Мне петь коварные забавы
Армид и ветреных цирцей
Среди могил моих друзей,
Утраченных на поле славы!..
Нет, нет! талант погибни мой
И лира, дружбе драгоценна,
Когда ты будешь мной забвенна,
Москва, отчизны край златой!
Нет, нет! пока на поле чести
За древний град моих отцов
Не понесу я в жертву мести
И жизнь, и к родине любовь;
Пока с израненным героем,
Кому известен к славе путь,
Три раза не поставлю грудь
Перед врагов сомкнутым строем, —
Мой друг, дотоле будут мне
Все чужды музы и хариты,
Венки, рукой любови свиты,
И радость шумная в вине!
Март 1813
К Дашкову. Впервые – «С.-Петербургский вестник», 1812, № 10, стр. 26—28 (этот номер журнала вышел только в 1813 г.). Печ. по «Опытам», стр. 77—80.

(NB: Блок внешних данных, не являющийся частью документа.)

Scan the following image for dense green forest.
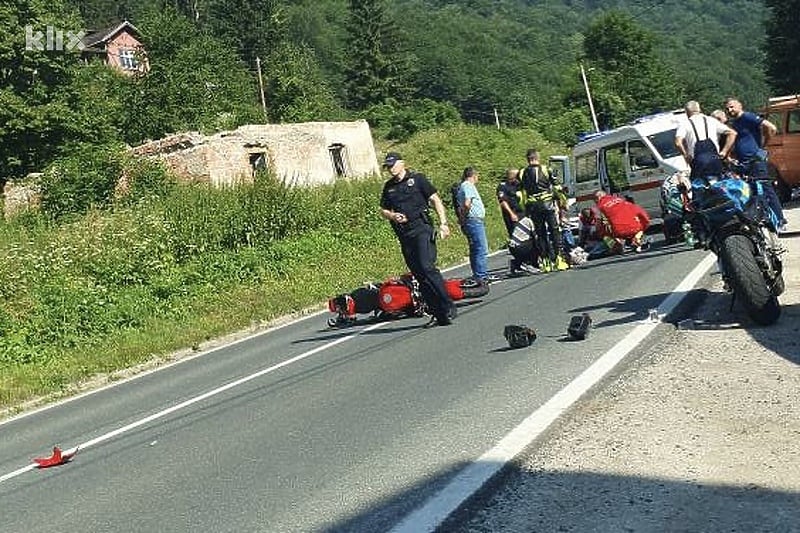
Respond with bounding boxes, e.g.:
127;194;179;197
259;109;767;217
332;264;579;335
0;0;800;183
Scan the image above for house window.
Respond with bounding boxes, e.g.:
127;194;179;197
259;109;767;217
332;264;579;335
328;143;347;178
119;48;139;70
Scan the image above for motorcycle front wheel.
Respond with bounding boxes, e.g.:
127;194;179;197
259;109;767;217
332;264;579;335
719;234;781;326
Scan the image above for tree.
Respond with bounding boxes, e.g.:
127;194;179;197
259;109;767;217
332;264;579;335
765;0;800;94
205;0;287;68
584;11;684;127
264;42;340;122
0;0;82;179
345;0;413;109
124;9;260;143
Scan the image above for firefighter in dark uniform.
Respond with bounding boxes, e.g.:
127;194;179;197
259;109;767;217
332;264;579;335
381;152;456;326
521;148;569;272
496;168;525;237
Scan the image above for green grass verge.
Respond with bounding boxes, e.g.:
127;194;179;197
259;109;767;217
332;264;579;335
0;126;556;414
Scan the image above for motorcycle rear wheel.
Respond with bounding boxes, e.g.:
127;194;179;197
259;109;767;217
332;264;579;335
719;234;781;326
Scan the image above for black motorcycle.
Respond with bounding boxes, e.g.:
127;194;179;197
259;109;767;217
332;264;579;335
686;173;786;326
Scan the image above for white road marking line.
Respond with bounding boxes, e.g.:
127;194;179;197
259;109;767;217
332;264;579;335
0;322;389;483
391;254;716;533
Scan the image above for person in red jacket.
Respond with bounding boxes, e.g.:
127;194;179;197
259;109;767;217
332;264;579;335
594;191;650;252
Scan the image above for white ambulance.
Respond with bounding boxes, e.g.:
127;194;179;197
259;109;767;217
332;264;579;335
549;110;689;223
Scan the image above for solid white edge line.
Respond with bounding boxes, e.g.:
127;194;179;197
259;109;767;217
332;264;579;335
0;322;388;483
391;254;715;533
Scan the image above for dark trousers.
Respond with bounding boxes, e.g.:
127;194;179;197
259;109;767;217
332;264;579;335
508;240;539;268
400;224;453;320
528;205;562;261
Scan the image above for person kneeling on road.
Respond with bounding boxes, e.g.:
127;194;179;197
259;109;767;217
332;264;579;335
595;191;650;252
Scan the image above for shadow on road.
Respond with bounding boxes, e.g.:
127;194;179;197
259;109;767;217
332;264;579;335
322;458;800;533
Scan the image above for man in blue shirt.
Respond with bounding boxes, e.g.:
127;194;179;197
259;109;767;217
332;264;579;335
456;167;489;285
725;98;786;229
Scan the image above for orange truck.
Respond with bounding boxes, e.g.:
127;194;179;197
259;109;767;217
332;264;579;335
762;94;800;203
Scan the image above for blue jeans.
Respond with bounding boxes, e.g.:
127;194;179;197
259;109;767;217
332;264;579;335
461;218;489;279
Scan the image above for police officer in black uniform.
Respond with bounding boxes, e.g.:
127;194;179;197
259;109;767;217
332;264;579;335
495;168;525;237
381;152;456;326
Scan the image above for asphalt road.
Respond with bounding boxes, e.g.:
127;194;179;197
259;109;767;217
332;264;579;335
0;238;702;533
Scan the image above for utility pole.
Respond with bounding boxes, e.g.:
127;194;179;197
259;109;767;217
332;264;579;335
578;63;600;133
256;57;269;124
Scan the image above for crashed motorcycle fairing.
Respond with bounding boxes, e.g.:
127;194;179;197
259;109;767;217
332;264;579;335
328;274;489;327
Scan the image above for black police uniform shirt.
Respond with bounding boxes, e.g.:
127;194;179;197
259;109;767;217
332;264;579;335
520;166;553;195
497;181;524;218
381;170;436;237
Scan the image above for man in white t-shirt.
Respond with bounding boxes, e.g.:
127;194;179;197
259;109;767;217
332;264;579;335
675;100;736;178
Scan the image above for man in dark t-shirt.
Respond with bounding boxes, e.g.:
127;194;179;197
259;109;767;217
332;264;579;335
381;152;456;326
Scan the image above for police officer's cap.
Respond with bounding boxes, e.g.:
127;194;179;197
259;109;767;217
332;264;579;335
383;152;403;168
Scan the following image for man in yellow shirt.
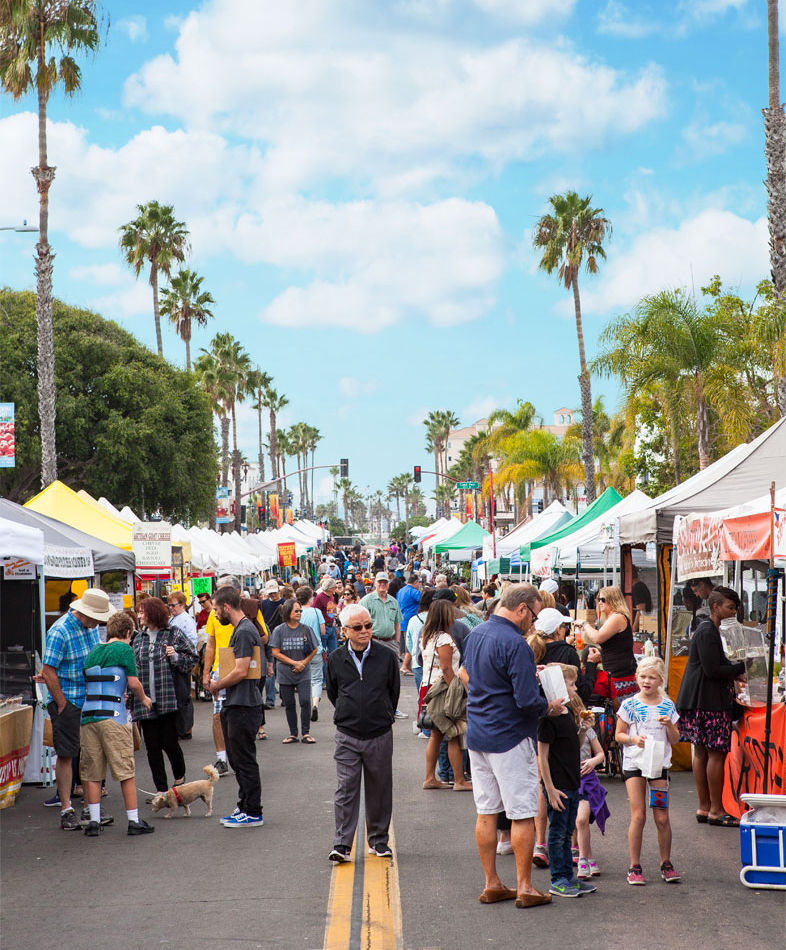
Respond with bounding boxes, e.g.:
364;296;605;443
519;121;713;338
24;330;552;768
202;574;268;776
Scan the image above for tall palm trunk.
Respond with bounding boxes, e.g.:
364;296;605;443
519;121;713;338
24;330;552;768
32;74;57;488
763;0;786;416
571;271;595;504
270;409;278;478
221;412;229;488
150;257;164;359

Дашков Дмитрий Васильевич (1784—1839) – член литературного общества «Арзамас», дипломат, впоследствии крупный государственный деятель, приятель Батюшкова. Начало послания рисует страдания русских беженцев из разоренных городов и сел. Батюшков наблюдал эти ужасы войны по дороге из Москвы в Нижний Новгород, куда он уехал в сентябре 1812 г. В письме к Гнедичу от октября 1812 г., которое является как бы прозаическим конспектом начала послания, он сообщал другу: «От Твери до Москвы и от Москвы до Нижнего я видел, видел целые семейства всех состояний, всех возрастов в самом жалком положении; я видел то, чего ни в Пруссии, ни в Швеции видеть не мог: переселение целых губерний! Видел нищету, отчаяние, пожары, голод, все ужасы войны и с трепетом взирал на землю, на небо и на себя» (Соч., т. 3, стр. 208—209). Изображая в послании ужасы наполеоновского нашествия, поэт использовал «Письма из Москвы в Нижний Новгород» (1813—1814) И. М. Муравьева-Апостола, государственного деятеля и писателя, отца будущих декабристов. Батюшков вместе с И. М. Муравьевым-Апостолом проделал путь от Москвы до Нижнего Новгорода и, вероятно, читал его «Письма» еще в рукописи. В послание перешли из них «многие образы и целые фразы» (см.: И. З. Серман. Поэзия К. Н. Батюшкова. – «Ученые записки Ленинградского государственного университета». Серия филологических наук, 1939, вып. 3, стр. 254).
Трикраты с ужасом потом Бродил в Москве опустошенной. В 1812—1813 гг. Батюшков трижды посещал сожженную Москву, которая произвела на него потрясающее впечатление. 4 марта 1813 г. он писал Е. Г. Пушкиной: «Всякий день сожалею... о Москве, о прелестной Москве: да прилипнет язык мой к гортани моей, и да отсохнет десная моя, если я тебя, о Иерусалиме, забуду. Но в Москве ничего не осталось, кроме развалин...» (Соч., т. 3, стр. 220).
Цевница – см. стр. 268.
Армида – см. стр. 269—270.
Израненный герой – генерал А. Н. Бахметев (1774—1841), герой Отечественной войны 1812 г., потерявший ногу в Бородинском сражении. Бахметев познакомился с Батюшковым в 1812 г. в Нижнем Новгороде и обещал взять его к себе в адъютанты. Батюшков во время сочинения послания ожидал в Петербурге приезда Бахметева (он был зачислен адъютантом к нему только 29 марта 1813 г., но Бахметев из-за болезни не мог принять участие в военных действиях, и поэт стал адъютантом генерала Н. Н. Раевского-старшего). Пушкин сопроводил послание одобрительными заметками на полях «Опытов»: «Прелесть» и др. (П, т. 12, стр. 264).